Ein paar Tage später lassen sie mich mit Astoria sprechen.

Lovegood und ich benutzen einen Portschlüssel, da ich selbstverständlich nicht wissen soll, wo sich Camp Weiß befindet. Denn das ist der Ort, wo sie, wie ich mittlerweile herausgefunden habe, die Exit-Probanden unterbringen. Offenbar bin ich der einzige Überläufer, der im Hauptquartier geduldet wird. (Vermutlich wegen der Fülle an Informationen, die sie bisher von mir erhalten haben.) Ich frage mich, ob sich das bald ändern wird, immerhin ist meine Tarnung aufgeflogen, wodurch ich im Grunde nicht mehr allzu viel wert bin.
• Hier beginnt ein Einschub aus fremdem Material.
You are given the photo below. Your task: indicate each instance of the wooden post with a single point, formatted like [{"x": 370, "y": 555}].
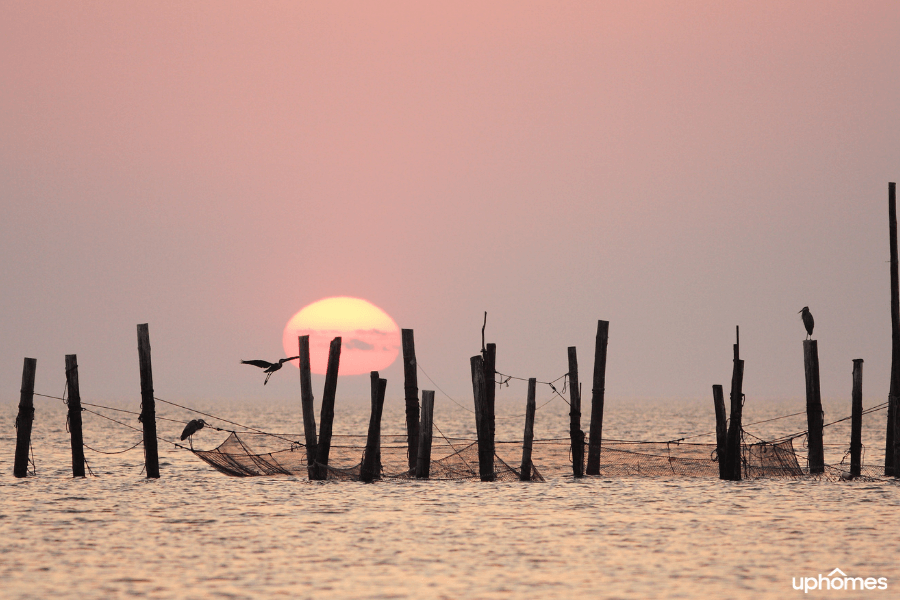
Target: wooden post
[
  {"x": 25, "y": 418},
  {"x": 148, "y": 404},
  {"x": 411, "y": 394},
  {"x": 597, "y": 398},
  {"x": 733, "y": 447},
  {"x": 371, "y": 463},
  {"x": 307, "y": 401},
  {"x": 74, "y": 415},
  {"x": 575, "y": 432},
  {"x": 490, "y": 390},
  {"x": 485, "y": 458},
  {"x": 814, "y": 415},
  {"x": 423, "y": 466},
  {"x": 528, "y": 438},
  {"x": 323, "y": 448},
  {"x": 892, "y": 436},
  {"x": 856, "y": 420},
  {"x": 721, "y": 429}
]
Oder aber sie haben sich inzwischen einfach an meine Anwesenheit gewöhnt? Wie auch immer.

Astoria ist genau so, wie ich sie in Erinnerung habe. Obwohl sie blass ist und latent verängstigt wirkt, strahlt sie immer noch die natürliche Eleganz und Contenance einer Hexe aus, die in einer reinblütigen Familie aufgewachsen ist. Ihr blondes Haar ist zu einem kunstvollen Dutt an ihrem Hinterkopf hochgesteckt und die Trainingskleidung, mit der man auch sie ausstaffiert hat, sitzt wie angegossen und ist makellos sauber.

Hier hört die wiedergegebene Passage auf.